Thurman next argues that because of the joint trial, she is deprived of a meaningful opportunity to cross-examine the declarants in violation of her Sixth Amendment rights. Again, Judge Whalin addressed this concern in his R&R. "[O]nly statements that are testimonial in nature invoke the protection of the Sixth Amendment's Confrontation Clause." United States v. Brewer, 332 F.Appx. 296, 303 (6th Cir. 2009) (citing Davis v. Washington, 547 U.S. 813, 821 (2006)). Therefore, the threshold question concerning whether a defendant's Sixth Amendment rights are even implicated upon the presentation of certain hearsay statements is "whether the recordings were testimonial' in nature." United States v. Culberson, 2009 WL 776106, *4 (6th Cir. Mar. 24, 2009). Judge Whalin explicitly addressed the Sixth Amendment argument in his R&R, and determined that these statements are non-testimonial, because the declarants did not intend to bear witness against the other. ECF No. 85.
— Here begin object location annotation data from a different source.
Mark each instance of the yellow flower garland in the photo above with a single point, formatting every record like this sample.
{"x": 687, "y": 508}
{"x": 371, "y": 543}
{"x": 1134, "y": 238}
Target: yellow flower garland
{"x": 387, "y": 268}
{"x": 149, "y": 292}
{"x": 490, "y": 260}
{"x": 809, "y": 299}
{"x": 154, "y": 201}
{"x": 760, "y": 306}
Nevertheless, as the Court has discussed in its companion Memorandum Opinion and Order filed today, the Sixth Circuit has opined that non-testimonial statements are constitutionally admissible only if they have independent guarantees of trustworthiness. United States v. Franklin, 415 F.3d 537, 546 (6th Cir. 2005). Regardless, the Court does not believe that the trustworthiness issue requires severance, in part because the guarantees of trustworthiness Judge Whalin discussed in his hearsay analysis are equally applicable to the constitutional trustworthiness analysis that is required in this Circuit to ensure the protection of a defendant's Sixth Amendment rights. Id.
Finally, Thurman's concerns about the likelihood that admitting Exhibit 17 only against Robinson will prejudice the jury against her can be properly alleviated through a cautionary instruction. The Court will permit the parties to submit proposed cautionary instructions as to this evidence to further satiate Thurman's unease with the admission of this evidence and give those proposals due consideration. Moreover, the Court reiterates what Judge Whalin explained in his R&R: further development of the nature of the relationship between Robinson and CS1 could corroborate the trustworthiness of the unrecorded statements and could change the balance of the analysis as to the admissibility of Exhibit 17 against Thurman at trial. Therefore, the Court could find that this evidence is admissible against Thurman under FRE 804(b)(3) or other evidentiary rules at trial.
In sum, the Court finds Thurman's arguments for severance without merit and unpersuasive. Accordingly, the prosecution will try co-Defendants Thurman and Robinson together. Being otherwise sufficiently advised,
IT IS HEREBY ORDERED that Defendant Shanion Thurman's Motion to Sever is DENIED.